Here are some slices from Gurdon’s essay:

Two new picture books put such a gloss on the life and career of the presumptive Democratic Party nominee for president that book editors in Pyongyang could take a few tips from them. In the doctrine of these tales for children 4 to 8, not only has the mark of greatness been upon Hillary Clinto [3]n since her birth, but she has also been the liberator of her people—that is, of women.

Michelle Markel’s “ Hillary Rodham Clinton: Some Girls Are Born to Lead” (HarperCollins) begins with an alarming account of the darkness that enfolded this land as recently as the 1950s, when, horrible to relate, “it was a man’s world. Only boys could grow up to have powerful jobs. Only boys had no ceilings on their dreams.
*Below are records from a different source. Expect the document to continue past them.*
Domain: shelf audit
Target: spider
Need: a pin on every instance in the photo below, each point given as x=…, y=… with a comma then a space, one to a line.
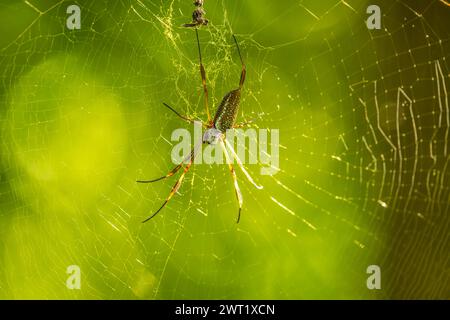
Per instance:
x=216, y=128
x=197, y=18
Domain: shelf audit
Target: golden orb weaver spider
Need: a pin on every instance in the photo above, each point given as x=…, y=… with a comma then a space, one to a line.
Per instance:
x=223, y=120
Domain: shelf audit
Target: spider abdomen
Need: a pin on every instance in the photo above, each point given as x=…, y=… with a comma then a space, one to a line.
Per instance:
x=227, y=111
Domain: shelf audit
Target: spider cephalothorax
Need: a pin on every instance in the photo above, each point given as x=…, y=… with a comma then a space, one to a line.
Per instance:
x=198, y=16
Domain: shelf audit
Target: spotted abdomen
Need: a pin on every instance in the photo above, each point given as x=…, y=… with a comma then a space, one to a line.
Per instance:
x=227, y=111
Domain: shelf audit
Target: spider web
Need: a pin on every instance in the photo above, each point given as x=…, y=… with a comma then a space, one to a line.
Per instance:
x=364, y=125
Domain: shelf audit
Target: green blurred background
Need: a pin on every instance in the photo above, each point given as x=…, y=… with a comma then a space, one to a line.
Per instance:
x=364, y=124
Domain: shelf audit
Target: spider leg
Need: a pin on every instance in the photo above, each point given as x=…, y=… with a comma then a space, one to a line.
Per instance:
x=177, y=184
x=173, y=191
x=241, y=166
x=203, y=75
x=190, y=156
x=244, y=70
x=243, y=124
x=235, y=182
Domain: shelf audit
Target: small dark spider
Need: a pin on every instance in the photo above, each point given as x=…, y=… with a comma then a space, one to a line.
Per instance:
x=198, y=3
x=197, y=19
x=216, y=128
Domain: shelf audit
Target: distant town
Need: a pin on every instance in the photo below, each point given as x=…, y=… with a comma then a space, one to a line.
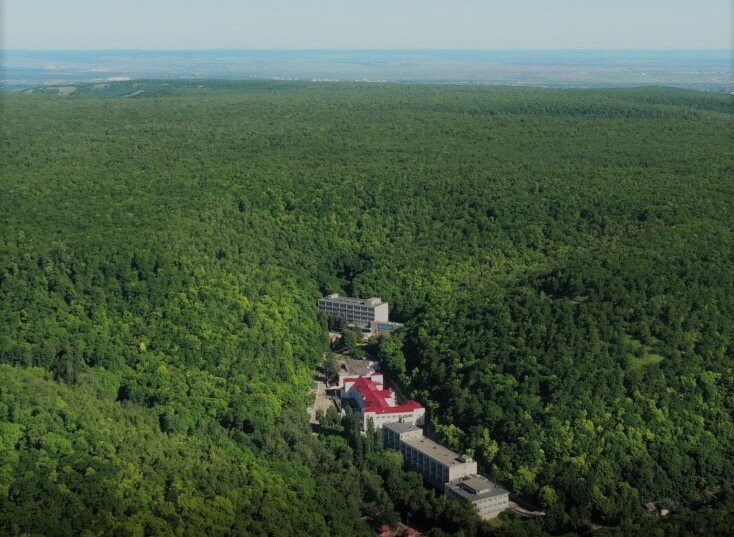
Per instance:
x=361, y=384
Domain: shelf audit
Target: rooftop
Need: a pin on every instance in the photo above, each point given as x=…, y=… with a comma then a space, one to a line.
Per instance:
x=436, y=451
x=475, y=487
x=359, y=368
x=400, y=427
x=375, y=399
x=374, y=301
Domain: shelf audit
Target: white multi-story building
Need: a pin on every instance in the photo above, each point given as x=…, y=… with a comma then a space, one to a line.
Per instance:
x=489, y=498
x=455, y=475
x=360, y=312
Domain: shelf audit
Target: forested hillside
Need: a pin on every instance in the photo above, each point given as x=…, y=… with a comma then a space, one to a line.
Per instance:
x=563, y=259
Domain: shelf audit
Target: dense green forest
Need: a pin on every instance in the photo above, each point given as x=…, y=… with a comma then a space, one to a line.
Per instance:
x=563, y=260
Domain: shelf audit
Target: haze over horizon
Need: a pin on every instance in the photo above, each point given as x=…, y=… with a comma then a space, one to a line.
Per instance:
x=377, y=25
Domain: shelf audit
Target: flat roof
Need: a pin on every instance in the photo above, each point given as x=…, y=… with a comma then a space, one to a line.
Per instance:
x=436, y=451
x=475, y=487
x=400, y=427
x=373, y=301
x=359, y=368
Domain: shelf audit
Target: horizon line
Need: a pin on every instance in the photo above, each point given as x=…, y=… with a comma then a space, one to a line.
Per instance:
x=257, y=49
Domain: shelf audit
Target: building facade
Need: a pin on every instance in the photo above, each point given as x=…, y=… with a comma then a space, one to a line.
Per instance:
x=360, y=312
x=379, y=405
x=489, y=498
x=455, y=475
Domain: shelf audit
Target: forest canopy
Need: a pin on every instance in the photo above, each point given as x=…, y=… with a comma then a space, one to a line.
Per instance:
x=562, y=260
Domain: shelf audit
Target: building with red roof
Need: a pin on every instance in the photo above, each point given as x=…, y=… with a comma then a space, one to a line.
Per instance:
x=379, y=404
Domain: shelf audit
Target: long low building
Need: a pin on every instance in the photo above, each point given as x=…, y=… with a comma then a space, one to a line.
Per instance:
x=447, y=471
x=378, y=404
x=361, y=312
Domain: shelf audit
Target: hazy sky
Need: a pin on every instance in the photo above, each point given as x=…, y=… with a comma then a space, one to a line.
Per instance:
x=289, y=24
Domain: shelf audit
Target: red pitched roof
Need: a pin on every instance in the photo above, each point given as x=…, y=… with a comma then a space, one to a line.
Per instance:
x=375, y=400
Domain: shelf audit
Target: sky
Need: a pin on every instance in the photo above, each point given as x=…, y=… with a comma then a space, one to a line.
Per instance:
x=366, y=24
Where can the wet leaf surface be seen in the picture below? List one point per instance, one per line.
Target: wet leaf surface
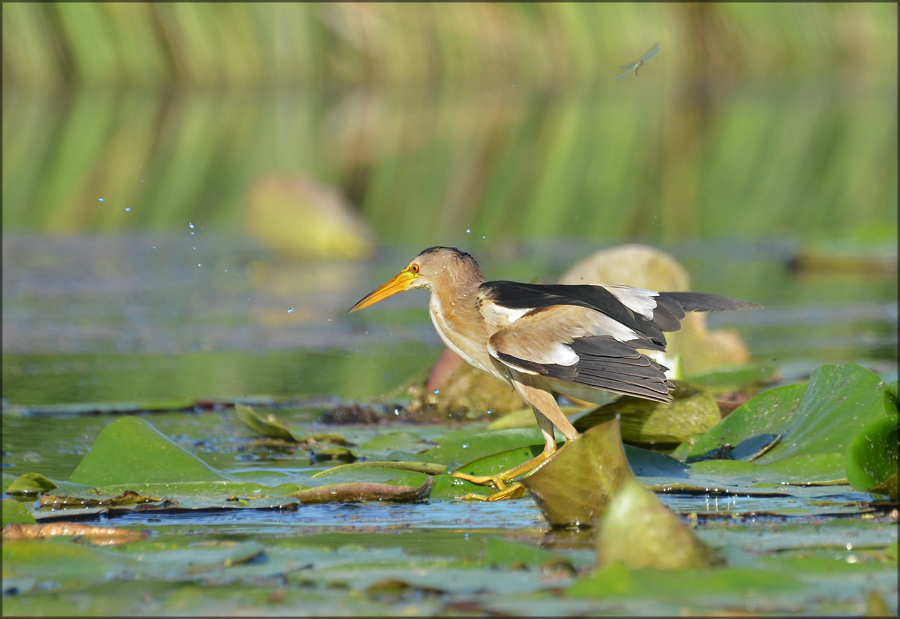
(131, 450)
(692, 412)
(872, 458)
(793, 533)
(641, 532)
(811, 419)
(574, 487)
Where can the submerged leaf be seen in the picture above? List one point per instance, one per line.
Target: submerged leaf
(269, 426)
(130, 450)
(718, 586)
(872, 458)
(101, 536)
(693, 411)
(31, 483)
(575, 485)
(357, 492)
(638, 530)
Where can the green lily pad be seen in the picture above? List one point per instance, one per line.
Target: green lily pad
(449, 487)
(641, 532)
(811, 419)
(872, 458)
(269, 426)
(891, 399)
(31, 483)
(357, 492)
(131, 450)
(175, 495)
(501, 461)
(692, 411)
(456, 448)
(428, 468)
(16, 513)
(575, 485)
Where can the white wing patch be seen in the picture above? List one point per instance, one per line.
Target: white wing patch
(638, 300)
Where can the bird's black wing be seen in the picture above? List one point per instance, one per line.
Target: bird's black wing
(514, 295)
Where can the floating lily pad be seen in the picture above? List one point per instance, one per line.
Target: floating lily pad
(356, 492)
(30, 484)
(16, 513)
(817, 418)
(428, 468)
(738, 377)
(130, 450)
(501, 551)
(574, 487)
(456, 448)
(269, 426)
(891, 398)
(872, 458)
(641, 532)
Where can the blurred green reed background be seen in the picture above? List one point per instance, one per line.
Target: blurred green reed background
(755, 120)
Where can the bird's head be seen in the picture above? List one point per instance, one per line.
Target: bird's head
(444, 267)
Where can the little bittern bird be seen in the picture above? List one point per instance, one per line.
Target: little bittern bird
(542, 339)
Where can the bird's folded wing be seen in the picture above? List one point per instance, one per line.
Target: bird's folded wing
(582, 346)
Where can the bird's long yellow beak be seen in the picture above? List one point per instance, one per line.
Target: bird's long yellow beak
(401, 282)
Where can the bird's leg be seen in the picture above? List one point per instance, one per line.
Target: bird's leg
(548, 415)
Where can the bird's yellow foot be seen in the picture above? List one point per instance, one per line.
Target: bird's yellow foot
(513, 492)
(501, 480)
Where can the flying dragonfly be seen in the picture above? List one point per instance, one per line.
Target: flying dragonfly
(634, 66)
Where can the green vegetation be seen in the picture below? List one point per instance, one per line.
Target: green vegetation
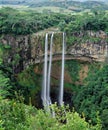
(15, 115)
(92, 97)
(19, 92)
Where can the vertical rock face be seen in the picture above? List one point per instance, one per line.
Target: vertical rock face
(26, 50)
(29, 49)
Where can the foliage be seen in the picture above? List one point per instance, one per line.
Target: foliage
(93, 97)
(26, 22)
(15, 115)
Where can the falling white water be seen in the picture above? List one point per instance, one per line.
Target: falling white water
(44, 85)
(46, 99)
(61, 91)
(49, 72)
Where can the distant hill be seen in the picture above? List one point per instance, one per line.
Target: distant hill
(73, 5)
(17, 2)
(66, 4)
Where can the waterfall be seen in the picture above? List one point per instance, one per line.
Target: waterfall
(44, 85)
(45, 95)
(49, 71)
(61, 91)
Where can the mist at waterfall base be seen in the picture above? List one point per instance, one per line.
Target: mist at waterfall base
(46, 84)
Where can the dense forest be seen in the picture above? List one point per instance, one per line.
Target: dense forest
(85, 95)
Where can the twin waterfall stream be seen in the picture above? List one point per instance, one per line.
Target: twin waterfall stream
(46, 85)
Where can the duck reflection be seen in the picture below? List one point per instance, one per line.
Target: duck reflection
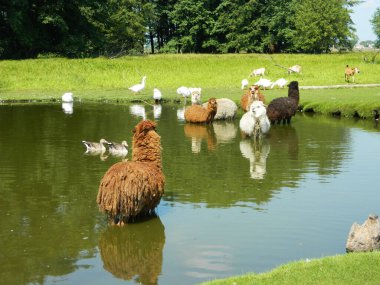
(68, 107)
(138, 110)
(102, 155)
(134, 252)
(257, 152)
(198, 133)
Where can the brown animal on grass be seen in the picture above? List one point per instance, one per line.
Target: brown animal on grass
(131, 189)
(350, 73)
(282, 109)
(251, 95)
(198, 114)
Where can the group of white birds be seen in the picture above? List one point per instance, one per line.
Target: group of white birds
(116, 149)
(266, 83)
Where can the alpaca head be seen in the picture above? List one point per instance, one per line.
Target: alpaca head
(196, 96)
(293, 85)
(212, 106)
(146, 144)
(257, 109)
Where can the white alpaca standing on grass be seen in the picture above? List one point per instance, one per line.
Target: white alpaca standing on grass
(255, 121)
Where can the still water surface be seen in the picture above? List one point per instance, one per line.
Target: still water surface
(229, 207)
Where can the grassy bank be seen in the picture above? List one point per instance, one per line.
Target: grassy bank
(358, 268)
(104, 79)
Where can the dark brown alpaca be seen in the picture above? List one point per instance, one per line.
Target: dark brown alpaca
(130, 189)
(282, 109)
(251, 95)
(198, 114)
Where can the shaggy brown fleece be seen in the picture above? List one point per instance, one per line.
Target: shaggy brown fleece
(198, 114)
(251, 95)
(134, 188)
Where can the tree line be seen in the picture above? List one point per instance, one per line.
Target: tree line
(87, 28)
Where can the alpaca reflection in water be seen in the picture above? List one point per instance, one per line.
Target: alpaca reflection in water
(217, 132)
(134, 252)
(257, 152)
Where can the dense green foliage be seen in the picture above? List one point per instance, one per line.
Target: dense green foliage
(375, 21)
(84, 28)
(358, 268)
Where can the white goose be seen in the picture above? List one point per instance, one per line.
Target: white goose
(67, 97)
(138, 87)
(244, 83)
(157, 95)
(263, 82)
(97, 147)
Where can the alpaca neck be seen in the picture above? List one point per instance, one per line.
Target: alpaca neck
(147, 152)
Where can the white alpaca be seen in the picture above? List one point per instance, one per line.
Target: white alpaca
(257, 153)
(255, 121)
(226, 109)
(263, 82)
(280, 83)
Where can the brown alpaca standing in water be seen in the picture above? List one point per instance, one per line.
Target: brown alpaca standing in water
(198, 114)
(253, 94)
(130, 189)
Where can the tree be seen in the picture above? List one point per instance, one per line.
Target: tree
(192, 22)
(321, 24)
(375, 21)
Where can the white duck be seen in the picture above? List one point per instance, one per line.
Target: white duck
(157, 110)
(118, 149)
(67, 97)
(138, 110)
(97, 147)
(280, 83)
(68, 107)
(138, 87)
(263, 82)
(157, 95)
(244, 83)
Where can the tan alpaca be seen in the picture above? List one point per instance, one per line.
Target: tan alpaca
(130, 189)
(198, 114)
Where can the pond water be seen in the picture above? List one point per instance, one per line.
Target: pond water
(230, 206)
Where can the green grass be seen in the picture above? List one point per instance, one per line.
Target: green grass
(355, 268)
(102, 79)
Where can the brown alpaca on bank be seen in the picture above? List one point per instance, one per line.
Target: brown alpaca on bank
(251, 95)
(130, 189)
(282, 109)
(198, 114)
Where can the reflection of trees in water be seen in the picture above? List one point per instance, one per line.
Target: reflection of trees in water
(48, 189)
(134, 251)
(213, 134)
(221, 178)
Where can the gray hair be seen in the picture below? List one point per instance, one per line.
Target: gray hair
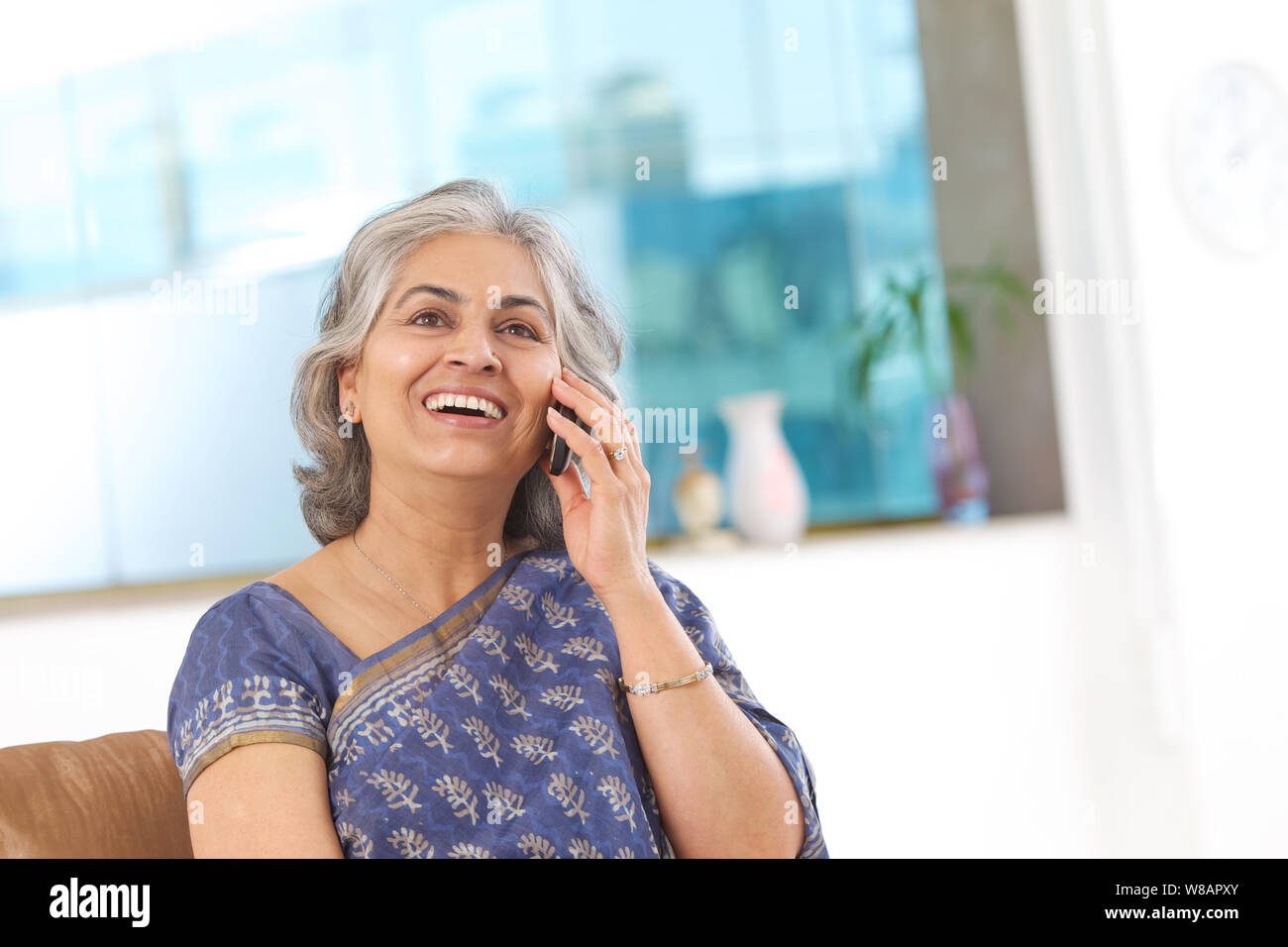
(336, 489)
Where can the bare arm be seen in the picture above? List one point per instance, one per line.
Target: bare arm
(263, 800)
(720, 788)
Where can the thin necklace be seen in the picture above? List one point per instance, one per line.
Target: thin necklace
(355, 538)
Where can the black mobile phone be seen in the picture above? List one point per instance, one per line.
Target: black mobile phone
(559, 451)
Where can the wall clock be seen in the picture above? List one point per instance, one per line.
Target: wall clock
(1231, 158)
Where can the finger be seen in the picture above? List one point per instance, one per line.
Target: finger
(587, 447)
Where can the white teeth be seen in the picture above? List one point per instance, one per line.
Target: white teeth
(436, 402)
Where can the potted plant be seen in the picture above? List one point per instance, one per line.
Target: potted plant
(898, 320)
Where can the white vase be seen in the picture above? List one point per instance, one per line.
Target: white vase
(768, 499)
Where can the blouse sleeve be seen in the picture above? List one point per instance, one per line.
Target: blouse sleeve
(700, 628)
(246, 678)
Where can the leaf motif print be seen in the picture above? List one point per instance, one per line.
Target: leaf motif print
(535, 847)
(568, 795)
(537, 659)
(587, 647)
(566, 696)
(468, 849)
(361, 844)
(483, 737)
(518, 598)
(261, 690)
(618, 697)
(619, 797)
(595, 733)
(682, 598)
(509, 801)
(580, 848)
(411, 844)
(456, 791)
(533, 749)
(430, 728)
(511, 698)
(492, 641)
(465, 684)
(395, 788)
(550, 564)
(557, 615)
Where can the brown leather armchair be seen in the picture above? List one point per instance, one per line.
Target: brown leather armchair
(114, 796)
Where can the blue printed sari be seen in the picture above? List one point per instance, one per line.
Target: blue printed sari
(496, 731)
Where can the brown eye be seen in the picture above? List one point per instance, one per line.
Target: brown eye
(416, 321)
(519, 325)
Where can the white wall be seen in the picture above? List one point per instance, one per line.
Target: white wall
(1175, 457)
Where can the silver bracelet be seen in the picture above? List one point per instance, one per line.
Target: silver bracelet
(653, 688)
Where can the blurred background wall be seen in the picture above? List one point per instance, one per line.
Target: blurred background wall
(1082, 659)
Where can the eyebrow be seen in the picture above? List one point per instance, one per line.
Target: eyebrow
(458, 299)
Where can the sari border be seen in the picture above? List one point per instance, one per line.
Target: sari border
(430, 644)
(194, 766)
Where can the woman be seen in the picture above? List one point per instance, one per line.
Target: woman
(446, 676)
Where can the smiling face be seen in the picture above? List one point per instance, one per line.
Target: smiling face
(437, 330)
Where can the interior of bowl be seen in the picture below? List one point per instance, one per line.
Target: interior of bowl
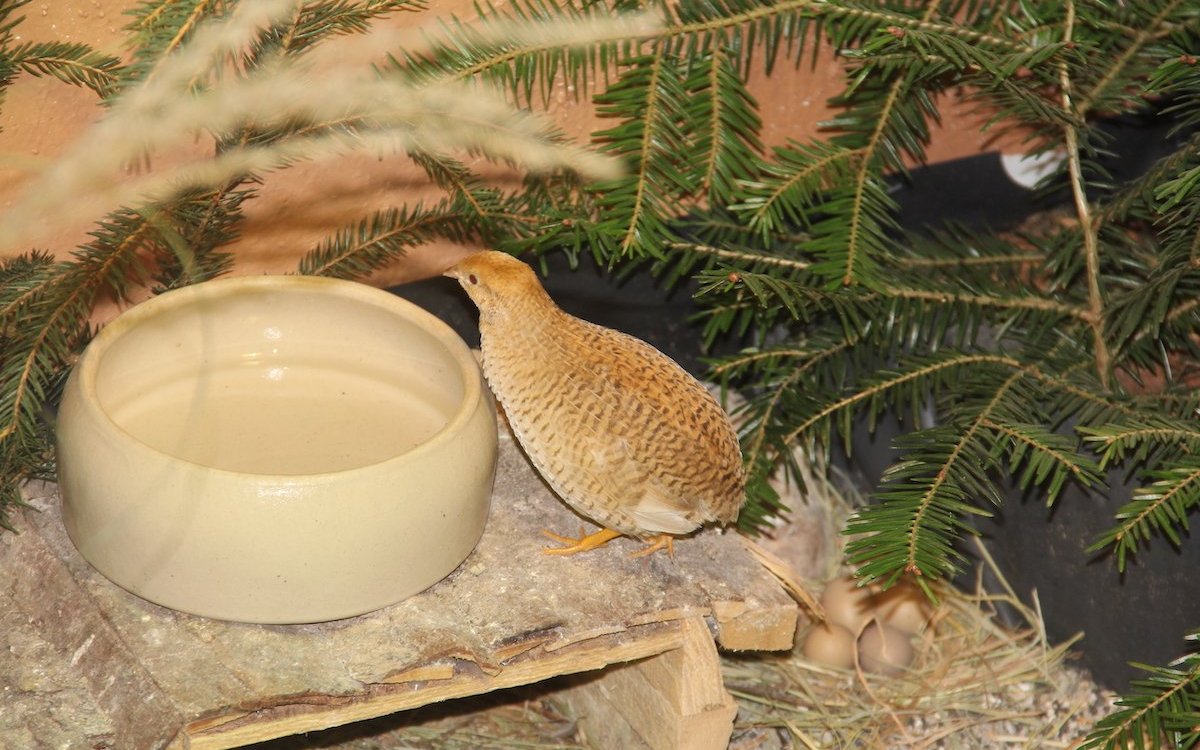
(280, 376)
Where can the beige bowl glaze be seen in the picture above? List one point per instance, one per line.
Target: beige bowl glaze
(276, 449)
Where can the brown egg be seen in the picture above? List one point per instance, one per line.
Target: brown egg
(846, 604)
(904, 607)
(829, 645)
(883, 649)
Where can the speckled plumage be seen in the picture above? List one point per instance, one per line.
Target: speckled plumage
(617, 429)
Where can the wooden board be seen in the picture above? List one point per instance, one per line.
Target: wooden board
(89, 665)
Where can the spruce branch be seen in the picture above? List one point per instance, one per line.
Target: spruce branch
(1161, 709)
(70, 63)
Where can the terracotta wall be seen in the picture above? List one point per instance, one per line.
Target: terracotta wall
(299, 205)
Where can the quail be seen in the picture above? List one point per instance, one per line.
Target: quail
(619, 431)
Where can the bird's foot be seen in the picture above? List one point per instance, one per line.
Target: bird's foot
(663, 541)
(582, 543)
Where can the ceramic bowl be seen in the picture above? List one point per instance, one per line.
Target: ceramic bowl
(276, 449)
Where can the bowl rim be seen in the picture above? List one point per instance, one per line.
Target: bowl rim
(85, 369)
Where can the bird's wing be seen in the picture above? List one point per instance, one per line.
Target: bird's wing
(653, 507)
(658, 514)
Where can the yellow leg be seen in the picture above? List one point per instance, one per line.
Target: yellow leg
(580, 544)
(663, 541)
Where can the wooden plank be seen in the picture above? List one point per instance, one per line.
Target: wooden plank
(508, 616)
(315, 713)
(671, 701)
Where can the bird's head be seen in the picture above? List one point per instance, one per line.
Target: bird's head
(495, 280)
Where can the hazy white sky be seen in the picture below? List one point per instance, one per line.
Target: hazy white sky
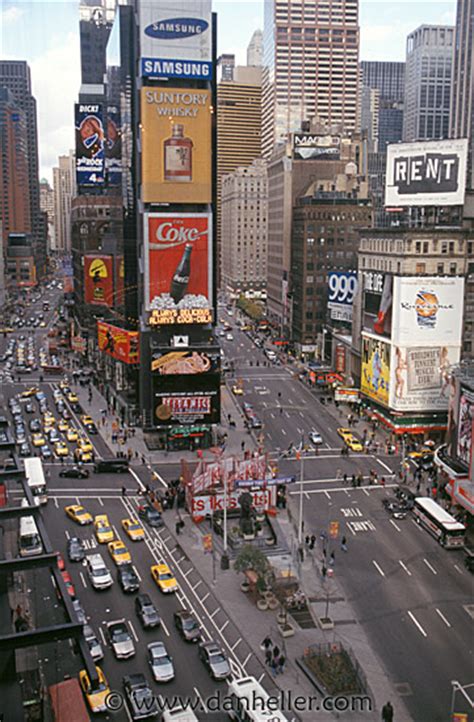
(46, 34)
Girls weren’t supposed to act smart, tough, or ambitious.”

….

From this fabulously pompous opening, the book leads, ultimately, to a silhouette of Mrs. Clinton against a golden sunrise—and the promise that she “may soon change the world.”

These vainglorious picture-book renditions of the life story of an American machine politician give an illuminating glimpse into the mind-set of those who offer themselves as cogs in that machine. Like the Kim family’s posters in North Korea, they are so richly and inadvertently comic that only true believers or the very young and trusting could find them persuasive. Unfortunately, it is the very young for whom these works are intended.